The building was small and much damaged by time. Several columns had collapsed and had been dragged away by provident farmers for use in other projects. The portico was ruined and had collapsed. The tiny, whitewashed building had no windows and only a single wooden door, before which were placed several bowls of rancid milk for the snakes that were permitted to inhabit the temple. As winter now held the land in its iron grip, the reptiles were safely in hibernation.

At first, Olwyn had been dismayed by the dingy little building, and had been convinced that Ceridwen and the Mother would reject such a mean place of worship.

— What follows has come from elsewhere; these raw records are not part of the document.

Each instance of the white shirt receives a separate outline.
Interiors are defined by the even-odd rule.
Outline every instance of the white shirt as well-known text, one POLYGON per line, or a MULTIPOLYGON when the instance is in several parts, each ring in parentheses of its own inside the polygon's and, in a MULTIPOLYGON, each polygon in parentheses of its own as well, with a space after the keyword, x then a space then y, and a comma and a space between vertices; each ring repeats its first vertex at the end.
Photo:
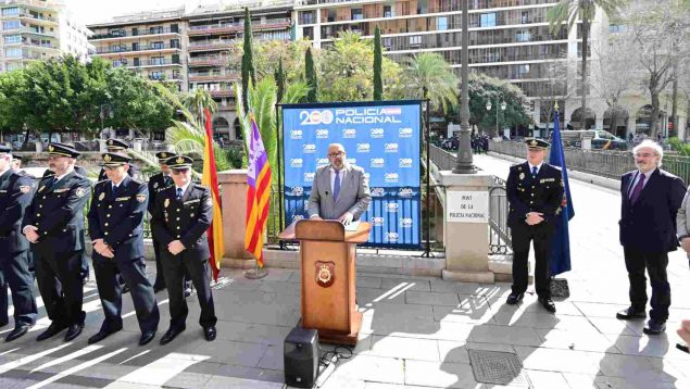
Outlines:
MULTIPOLYGON (((336 170, 330 166, 330 190, 331 193, 336 192, 336 170)), ((347 166, 342 166, 342 168, 340 170, 340 174, 338 175, 338 177, 340 178, 340 189, 342 189, 342 181, 344 180, 344 175, 347 174, 347 166)))

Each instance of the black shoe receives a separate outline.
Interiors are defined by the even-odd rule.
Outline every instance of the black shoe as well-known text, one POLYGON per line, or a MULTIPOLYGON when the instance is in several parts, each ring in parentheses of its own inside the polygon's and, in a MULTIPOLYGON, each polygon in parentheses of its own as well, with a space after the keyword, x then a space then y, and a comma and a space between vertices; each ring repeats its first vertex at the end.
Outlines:
POLYGON ((66 325, 52 322, 50 326, 48 326, 48 328, 36 338, 36 340, 41 341, 48 338, 52 338, 65 328, 67 328, 66 325))
POLYGON ((628 306, 625 310, 616 313, 616 318, 622 321, 631 321, 635 318, 647 318, 647 312, 644 312, 644 310, 636 310, 632 306, 628 306))
POLYGON ((515 305, 518 301, 520 301, 525 297, 525 293, 511 293, 505 300, 505 303, 509 305, 515 305))
POLYGON ((14 327, 12 332, 10 332, 7 338, 4 338, 4 341, 12 341, 14 339, 18 339, 18 338, 25 336, 26 332, 28 332, 29 328, 32 328, 32 327, 34 327, 33 324, 22 324, 22 325, 18 325, 16 327, 14 327))
POLYGON ((139 346, 148 344, 155 337, 155 331, 146 331, 141 334, 141 338, 139 338, 139 346))
POLYGON ((644 329, 642 329, 642 332, 647 335, 661 335, 665 330, 666 330, 666 321, 657 321, 655 318, 650 318, 650 321, 647 322, 644 329))
POLYGON ((203 336, 208 341, 213 341, 216 332, 215 326, 203 327, 203 336))
POLYGON ((81 334, 83 329, 84 329, 84 323, 81 323, 81 324, 71 324, 67 327, 67 334, 65 334, 65 341, 74 340, 76 337, 79 336, 79 334, 81 334))
POLYGON ((185 329, 186 329, 185 327, 179 327, 179 328, 171 327, 167 331, 165 331, 165 334, 161 338, 161 346, 172 342, 173 339, 175 339, 185 329))
POLYGON ((96 332, 96 335, 93 335, 93 336, 91 336, 89 338, 88 343, 89 344, 98 343, 99 341, 101 341, 101 340, 108 338, 109 336, 120 331, 121 329, 122 328, 118 328, 118 329, 115 329, 115 330, 105 330, 105 329, 101 328, 101 330, 99 330, 98 332, 96 332))
POLYGON ((556 304, 553 303, 550 297, 540 297, 539 302, 541 303, 541 306, 544 308, 544 310, 551 313, 556 313, 556 304))

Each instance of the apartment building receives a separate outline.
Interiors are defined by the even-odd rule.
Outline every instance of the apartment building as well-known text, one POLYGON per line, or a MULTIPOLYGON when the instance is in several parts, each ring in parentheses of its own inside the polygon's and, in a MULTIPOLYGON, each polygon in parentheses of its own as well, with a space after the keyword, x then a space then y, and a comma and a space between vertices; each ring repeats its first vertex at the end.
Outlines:
MULTIPOLYGON (((549 122, 543 104, 557 100, 568 120, 579 106, 580 91, 567 83, 576 77, 576 66, 569 66, 568 74, 554 68, 567 67, 565 63, 580 58, 581 37, 579 28, 557 35, 549 32, 547 12, 555 3, 557 0, 471 0, 468 7, 471 72, 520 87, 541 128, 549 122)), ((296 38, 309 38, 314 47, 325 48, 342 30, 373 38, 378 25, 386 54, 394 61, 432 51, 460 74, 461 8, 460 0, 296 0, 296 38)), ((598 16, 593 34, 601 22, 598 16)))
POLYGON ((187 91, 187 21, 184 8, 116 16, 90 25, 95 55, 151 80, 187 91))
POLYGON ((86 61, 89 35, 62 2, 0 0, 0 72, 63 53, 86 61))
POLYGON ((243 40, 244 7, 251 11, 252 39, 290 40, 292 0, 264 0, 199 7, 186 15, 189 23, 189 89, 209 90, 218 103, 213 127, 225 141, 240 138, 233 85, 241 63, 230 59, 230 47, 243 40))

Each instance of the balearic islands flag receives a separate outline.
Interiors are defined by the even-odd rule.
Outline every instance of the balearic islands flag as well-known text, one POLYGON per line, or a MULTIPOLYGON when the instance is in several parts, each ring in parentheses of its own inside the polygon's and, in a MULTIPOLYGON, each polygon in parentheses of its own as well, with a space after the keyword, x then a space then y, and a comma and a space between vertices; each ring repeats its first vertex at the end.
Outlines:
POLYGON ((256 259, 256 265, 264 267, 264 230, 268 221, 271 199, 271 165, 268 154, 261 141, 261 134, 253 116, 249 140, 249 167, 247 170, 247 221, 244 248, 256 259))
POLYGON ((206 235, 209 237, 209 250, 211 251, 211 269, 213 272, 213 279, 218 280, 218 273, 221 272, 221 260, 225 248, 223 246, 223 213, 221 203, 221 193, 218 191, 218 176, 215 170, 215 155, 213 154, 213 129, 211 127, 211 112, 204 111, 205 130, 206 136, 204 138, 203 148, 203 175, 201 176, 201 184, 211 189, 211 198, 213 200, 213 221, 206 235))

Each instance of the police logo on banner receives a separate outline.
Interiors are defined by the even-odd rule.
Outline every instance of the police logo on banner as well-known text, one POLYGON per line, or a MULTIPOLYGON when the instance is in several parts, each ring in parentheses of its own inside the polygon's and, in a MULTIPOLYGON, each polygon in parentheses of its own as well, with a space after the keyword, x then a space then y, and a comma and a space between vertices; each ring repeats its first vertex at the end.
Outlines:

But then, during a regimen of earnest prayers, Olwyn had sworn she felt the touch of the Mother in her mind, so now she faced the mud-coloured walls and the silvery spider-webs lurking in its darkened corners with more faith. Still, as she laid Myrddion down on the sun-warmed stones at the entrance to play with a small ball of cloth, she longed to take a birch broom to clean and sweep fresh air into the sanctuary.

Olwyn and Fillagh had barely begun a long chant in Ceridwen’s honour when Myrddion began to giggle loudly. At first, the sisters continued with their worship, but the child’s laughter rose in happy chuckles that intruded into their prayers.

With a sigh of irritation, Olwyn rose to her feet and grinned apologetically at her sister. She moved quietly to the forecourt, and would have lifted the child into her arms had she not been warned by a sibilant hiss that caused the hair to rise on her arms. She halted, hardly daring to breathe.

‘What ails you, sister?’ Fillagh asked, her eyes saucer-shaped as she stared at Olwyn’s rigid, terrified body.

‘The serpents!’ Olwyn hissed herself. ‘The serpents have come into the sun!’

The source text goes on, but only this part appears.